Whiskies have been the status beverage of choice in Venezuela for decades: an expensive, imported taste acquired during the country's oil boom.
But with the economy now in a bust, Venezuelans are increasingly returning to long-snubbed local rum to drown their sorrows.
Runaway inflation, a foreign exchange crisis and chronic shortages of basic goods have shut the door on the golden days when Venezuelans announced their country's arrival as a major oil power by buying up Scotch and Irish whiskey.
Sales of whiskies fell 29 percent last year in Venezuela, while rum sales rose 22.6 percent, according to International Wine and Spirit Research (IWSR), a London-based consultancy.
Domestic rum production meanwhile jumped from 15.8 million liters in 2012 to 21.8 million liters last year.
"The fall in whiskey sales is due to the foreign currency shortage. There are no dollars to import it so they have to get them on the black market -- nearly 15 times more expensive -- and the price has greatly increased," said food and drink critic Miro Popic.
"That, combined with the fact that rum distillation has improved a lot in recent years, has made a lot of people choose rum, the cheaper option," he told AFP.

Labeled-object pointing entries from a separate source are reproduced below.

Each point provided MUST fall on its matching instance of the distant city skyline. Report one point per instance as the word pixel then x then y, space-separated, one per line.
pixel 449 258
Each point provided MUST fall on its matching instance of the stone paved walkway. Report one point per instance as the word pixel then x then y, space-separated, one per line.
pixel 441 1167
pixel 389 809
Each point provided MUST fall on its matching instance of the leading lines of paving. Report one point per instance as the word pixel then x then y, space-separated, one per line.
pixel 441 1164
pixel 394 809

On the shelves of Venezuela's liquor stores, bottles of imported whiskies like Chivas Regal, Johnnie Walker, Old Parr and Buchanan's compete with domestic rums with names like Pampero, Santa Teresa, Cacique and Ocumare.
But in the current economic climate -- with annual inflation of more than 60 percent, President Nicolas Maduro's socialist government battling crippling shortages of basic goods and dollars in short supply because of strict foreign exchange controls -- a bottle of Scotch costs two or three times as much as a good rum.

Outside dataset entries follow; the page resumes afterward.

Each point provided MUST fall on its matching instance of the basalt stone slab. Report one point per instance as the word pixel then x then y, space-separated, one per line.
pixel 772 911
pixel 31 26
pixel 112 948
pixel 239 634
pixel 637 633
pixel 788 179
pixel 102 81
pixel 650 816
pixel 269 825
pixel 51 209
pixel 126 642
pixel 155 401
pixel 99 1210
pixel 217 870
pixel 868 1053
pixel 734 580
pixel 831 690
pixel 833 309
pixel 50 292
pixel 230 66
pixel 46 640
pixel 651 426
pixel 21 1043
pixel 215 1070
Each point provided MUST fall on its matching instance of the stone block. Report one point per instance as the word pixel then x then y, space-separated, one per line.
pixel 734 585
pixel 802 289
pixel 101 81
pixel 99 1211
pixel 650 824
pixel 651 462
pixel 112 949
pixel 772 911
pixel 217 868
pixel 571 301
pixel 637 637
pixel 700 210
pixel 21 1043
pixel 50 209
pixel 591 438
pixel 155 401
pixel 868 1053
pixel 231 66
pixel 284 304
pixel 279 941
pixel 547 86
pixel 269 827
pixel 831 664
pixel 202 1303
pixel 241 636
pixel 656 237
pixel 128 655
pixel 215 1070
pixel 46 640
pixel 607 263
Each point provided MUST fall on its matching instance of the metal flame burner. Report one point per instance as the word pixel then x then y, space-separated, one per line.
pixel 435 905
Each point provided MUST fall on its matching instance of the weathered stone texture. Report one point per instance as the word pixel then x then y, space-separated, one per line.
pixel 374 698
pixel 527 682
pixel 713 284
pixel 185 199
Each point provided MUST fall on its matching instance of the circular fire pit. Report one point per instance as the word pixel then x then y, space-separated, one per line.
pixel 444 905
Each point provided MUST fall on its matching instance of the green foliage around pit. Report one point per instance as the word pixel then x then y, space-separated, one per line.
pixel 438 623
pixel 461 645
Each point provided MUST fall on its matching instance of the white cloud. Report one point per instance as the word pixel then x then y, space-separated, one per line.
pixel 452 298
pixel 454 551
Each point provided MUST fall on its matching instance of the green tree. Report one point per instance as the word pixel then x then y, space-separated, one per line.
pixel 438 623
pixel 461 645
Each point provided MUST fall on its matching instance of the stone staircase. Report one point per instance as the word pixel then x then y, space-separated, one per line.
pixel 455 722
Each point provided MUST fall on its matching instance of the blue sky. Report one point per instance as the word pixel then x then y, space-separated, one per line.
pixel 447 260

"A lot of people have also switched to vodka or beer, but rum has made the strongest gains," said Fernando Barreto, the manager of a liquor store on the east side of the capital Caracas.
- Scotch, rum and oil -
Venezuela's love affair with whiskies is linked to its birth as a petro-state.

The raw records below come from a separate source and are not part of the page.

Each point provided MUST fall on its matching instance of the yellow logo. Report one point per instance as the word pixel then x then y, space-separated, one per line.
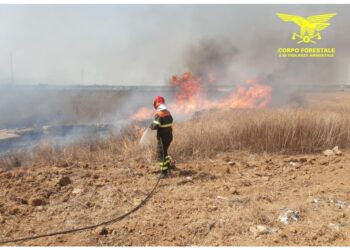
pixel 310 27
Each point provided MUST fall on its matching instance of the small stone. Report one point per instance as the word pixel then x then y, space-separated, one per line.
pixel 64 181
pixel 77 191
pixel 251 164
pixel 336 226
pixel 234 191
pixel 188 178
pixel 37 201
pixel 103 231
pixel 328 152
pixel 295 164
pixel 336 150
pixel 14 211
pixel 289 216
pixel 313 200
pixel 303 159
pixel 262 229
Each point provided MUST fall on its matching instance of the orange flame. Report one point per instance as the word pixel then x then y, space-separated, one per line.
pixel 190 97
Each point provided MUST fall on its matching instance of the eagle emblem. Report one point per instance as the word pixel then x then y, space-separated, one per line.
pixel 310 27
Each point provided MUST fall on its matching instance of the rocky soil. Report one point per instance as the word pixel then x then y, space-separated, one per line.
pixel 232 199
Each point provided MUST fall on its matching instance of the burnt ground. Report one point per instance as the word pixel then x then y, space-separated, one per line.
pixel 209 202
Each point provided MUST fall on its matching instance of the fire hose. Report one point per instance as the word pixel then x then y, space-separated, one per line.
pixel 113 220
pixel 110 221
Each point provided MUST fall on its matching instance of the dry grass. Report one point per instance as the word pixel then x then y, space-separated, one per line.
pixel 280 130
pixel 284 130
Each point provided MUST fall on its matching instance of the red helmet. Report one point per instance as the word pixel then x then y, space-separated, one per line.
pixel 157 101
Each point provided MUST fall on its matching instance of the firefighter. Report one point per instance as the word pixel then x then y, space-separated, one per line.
pixel 163 124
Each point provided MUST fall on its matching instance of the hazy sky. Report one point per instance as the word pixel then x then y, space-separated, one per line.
pixel 145 44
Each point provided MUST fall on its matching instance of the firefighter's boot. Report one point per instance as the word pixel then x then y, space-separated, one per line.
pixel 170 162
pixel 163 170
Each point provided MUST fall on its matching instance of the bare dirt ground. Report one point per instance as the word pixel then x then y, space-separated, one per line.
pixel 209 202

Consumption leapt with the arrival of European and American oil companies in the early to mid-1900s.
As oil rose to become the century's dominant commodity, Venezuela, home to the world's largest reserves, exported crude and imported fine Scotch and Irish whiskey, a new symbol of status and wealth.
Today Venezuelans are known for drinking whiskey with dinner and for the distinctive way they stir ice cubes around their glasses with an index finger.
Rum for its part has been distilled in Venezuela since it was a Spanish colony, but it was long considered an inferior beverage.
Its prominence in the national liquor cabinet has had an inverse relationship with crude prices, rising when they are low and falling when the oil money is flowing.
This time, however, domestic rum distilleries are trying to follow the example of Colombian coffee producers and Mexican tequila makers by refining their brand.
In 2003, the country's largest distilleries, some of them more than 100 years old, launched a "Rums of Venezuela" label that sets a high bar for quality: To sport the sticker on its bottle, a rum must age for at least two years in oak barrels.
The distilleries have now launched "premium" and "ultra-premium" brands, some of which have won international awards and drawn rave reviews from critics and connoisseurs.
"Having this economic cycle in our favor is an opportunity that we failed to take advantage of in the past," said Alberto Vollmer, president of the Santa Teresa distillery.
"Before it was just a price war to see who could get the most local market share. Now it's about building value to export more."